I think I would have asked her if there was a specific reason she wanted that seat. If it had been due to a disability, then fair enough. If it'd been 'because I want to' then I would have politely pointed out that he was there first and there were plenty of other sets of 2 seats available elsewhere on the bus. And smiled sweetly.

messymammy · 08/09/2011 15:30

Actually, a man in the doctor's waiting room on Tuesday asked me if he could have my seat the other day, even though there were others available, as he wanted to sit next to the door "for the air" (probably anxiety). What if it were a similar case with your ds and the lady didn't want to announce to everyone why?

It's hardly that much of an inconvenience anyway is it?

As my grandad used to say, "it's nice to be important, but it's important to be nice"

worraliberty · 08/09/2011 15:30

The lady wasn't rude at all.

I expect she's from a generation where children glady gave up their seats for their elders and didn't question why...let alone think they're being rude when they're asking politely.

scurryfunge · 08/09/2011 15:32

Stay away from public transport. It causes far too many MN dilemmas.

Bellavita · 08/09/2011 15:42

I would have said something to her.

If it is a normal seat why the hell should she have priority over it just because she is an older lady?

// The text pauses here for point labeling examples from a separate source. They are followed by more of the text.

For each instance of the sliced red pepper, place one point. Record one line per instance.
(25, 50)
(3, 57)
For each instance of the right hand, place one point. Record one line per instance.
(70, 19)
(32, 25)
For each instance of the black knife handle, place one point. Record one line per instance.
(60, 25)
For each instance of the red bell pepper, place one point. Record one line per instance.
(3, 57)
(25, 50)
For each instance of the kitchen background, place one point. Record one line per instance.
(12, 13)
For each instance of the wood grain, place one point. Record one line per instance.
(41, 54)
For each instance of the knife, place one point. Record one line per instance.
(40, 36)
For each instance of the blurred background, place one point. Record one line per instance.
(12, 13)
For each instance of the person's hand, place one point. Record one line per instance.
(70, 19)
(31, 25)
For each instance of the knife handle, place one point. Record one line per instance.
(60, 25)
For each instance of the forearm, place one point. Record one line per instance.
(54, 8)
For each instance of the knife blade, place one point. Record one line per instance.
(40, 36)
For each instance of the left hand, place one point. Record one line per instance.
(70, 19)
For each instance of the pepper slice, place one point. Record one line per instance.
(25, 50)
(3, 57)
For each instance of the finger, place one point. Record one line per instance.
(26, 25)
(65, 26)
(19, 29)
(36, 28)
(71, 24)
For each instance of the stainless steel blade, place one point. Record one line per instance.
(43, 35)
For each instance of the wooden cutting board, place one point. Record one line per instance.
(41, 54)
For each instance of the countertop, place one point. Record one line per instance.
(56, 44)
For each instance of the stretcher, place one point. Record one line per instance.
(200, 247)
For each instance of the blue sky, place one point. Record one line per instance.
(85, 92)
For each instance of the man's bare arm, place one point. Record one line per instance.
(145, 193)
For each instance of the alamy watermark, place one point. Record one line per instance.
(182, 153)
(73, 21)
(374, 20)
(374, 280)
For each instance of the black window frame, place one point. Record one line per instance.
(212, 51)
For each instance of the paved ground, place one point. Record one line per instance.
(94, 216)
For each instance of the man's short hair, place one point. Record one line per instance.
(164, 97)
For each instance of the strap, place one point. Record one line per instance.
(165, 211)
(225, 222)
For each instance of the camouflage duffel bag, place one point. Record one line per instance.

SiamoFottuti · 08/09/2011 15:50

you should probably try and teach himam to be a little less sensitive, maybe by not indulging him in it.

create · 08/09/2011 15:51

I am surprised someone would ask him to move if there was genuinely somewhere equally convient for her to sit and might be a bit out out, but I do think it's odd that both he and you are still upset about it. I would have thought a 4yo could take a simple explaination and some distraction and get over it pretty quickly. The high seat with more leg roo probably did make it easier with her "huge" backpack though.

If your DS thinks what she said was rude, then it's up to you to explain that actually she was very polite.

Re the "seriousness" of your thread, I think that's when MN is at it's best, when a bunch of friendly (tho sometimes outspoken) people are chatting about trivia.